Twin Cities Orthopedics, Edina-Crosstown, Edina, Minnesota, USA
Department of Sports Medicine, Oslo Sports Trauma Research Center, Norwegian School of Sport Sciences, Oslo, Norway.
J ISAKOS. 2021 Sep;6(5):259-264. doi: 10.1136/jisakos-2020-000594. Epub 2021 Jul 16.
To evaluate the self-reported incidence of sleep disturbances, defined as ≤7 hours of sleep per 24-hour period, in patients undergoing arthroscopic-assisted knee surgery.

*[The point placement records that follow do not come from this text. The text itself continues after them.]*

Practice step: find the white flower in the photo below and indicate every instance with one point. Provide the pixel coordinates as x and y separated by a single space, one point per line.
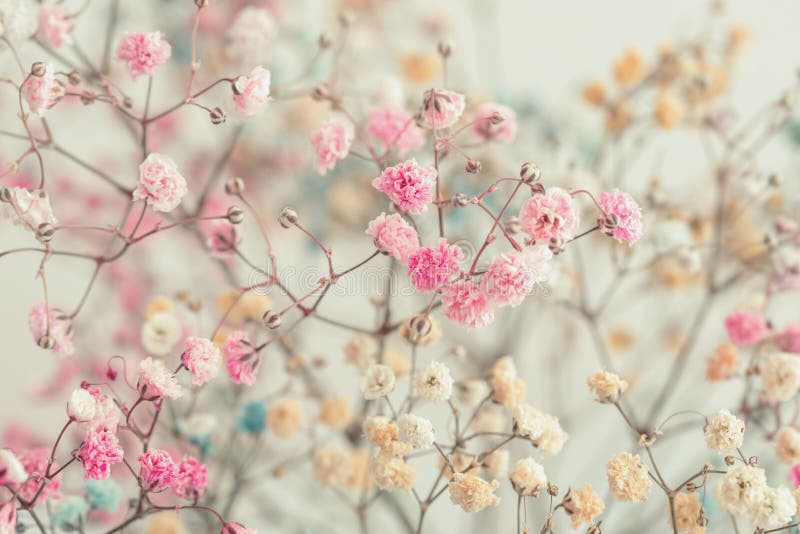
724 432
11 469
416 431
160 333
527 477
774 509
741 489
378 382
82 406
434 382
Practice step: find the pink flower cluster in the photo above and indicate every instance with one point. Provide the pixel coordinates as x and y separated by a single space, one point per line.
143 52
394 236
160 183
408 185
241 359
331 143
396 129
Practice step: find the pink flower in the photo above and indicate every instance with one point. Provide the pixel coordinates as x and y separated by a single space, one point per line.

Patients who underwent arthroscopic knee surgery over the course of a 4-month period were prospectively included. Patients were excluded if a history of insomnia or other sleep altering medical history was reported. Self-reported sleep metrics included average number of hours of sleep per night, average number of awakenings during sleep per night, perceived quality of sleep, average pain level during sleep and number of hours of physical activity/therapy per week. Data were collected at weeks 1, 3, and 6 postoperatively. Joint circumference was measured on postoperative day 1 and served as an indicator of a knee effusion. Paired -tests were used to compare preoperative to postoperative hours of sleep. Simple and multiple linear regression were used to evaluate relationships between surgical variables and postoperative sleep metrics.
There were 123 patients who underwent arthroscopic knee surgery during the prospective enrolment period; 83 patients were included in the final analysis. The overall incidence of preoperative sleep disturbances was 20% (n=17). The overall incidence of self-reported postoperative sleep disturbances was 99%, 96% and 90% at weeks 1, 3 and 6, respectively. The average number of hours slept was significantly reduced at 1, 3 and 6 weeks postoperatively compared with the preinjury state (p<0.001). Knee joint circumference had a significantly negative correlation with average number of hours of sleep in the first 6 weeks postoperatively (=-0.704; p=0.001). Surgical variables including severity of surgery, weekly postoperative pain level and weekly hours of postoperative physical therapy were not significant independent predictors of acute postoperative sleep disturbances (p>0.05).
Sleep disturbances were commonly reported in patients following arthroscopic knee surgery without correction of sleep metrics by 6 weeks postoperatively. The majority of sleep disturbances in this cohort correlated with an increased knee effusion. A multidisciplinary team approach is recommended to counsel patients regarding the potential for and problems with acute sleep disturbances following arthroscopic knee surgery. : 3.
评估行关节镜辅助膝关节手术患者自述的睡眠障碍发生率,定义为每 24 小时睡眠≤7 小时。
前瞻性纳入在 4 个月期间行关节镜膝关节手术的患者。如果报告有失眠或其他改变睡眠的病史,则将患者排除在外。自我报告的睡眠指标包括每晚平均睡眠时间、每晚平均睡眠觉醒次数、睡眠质量感知、平均睡眠疼痛程度以及每周体力活动/治疗时间。数据在术后第 1、3 和 6 周收集。术后第 1 天测量膝关节周径,作为膝关节积液的指标。配对检验用于比较术前和术后的睡眠时间。简单和多元线性回归用于评估手术变量与术后睡眠指标之间的关系。
在前瞻性入组期间,共有 123 例患者行关节镜膝关节手术,最终有 83 例患者纳入最终分析。术前睡眠障碍的总发生率为 20%(n=17)。术后第 1、3 和 6 周,自我报告的术后睡眠障碍总发生率分别为 99%、96%和 90%。与受伤前状态相比,术后第 1、3 和 6 周的平均睡眠时间明显减少(p<0.001)。膝关节周径与术后 6 周内的平均睡眠时间呈显著负相关(=-0.704;p=0.001)。手术变量,包括手术严重程度、每周术后疼痛程度和每周术后物理治疗时间,均不是急性术后睡眠障碍的显著独立预测因子(p>0.05)。
关节镜膝关节手术后患者普遍报告睡眠障碍,且术后 6 周内未纠正睡眠指标。该队列中的大多数睡眠障碍与膝关节积液增加相关。建议采用多学科团队方法,就关节镜膝关节手术后急性睡眠障碍的潜在问题对患者进行咨询。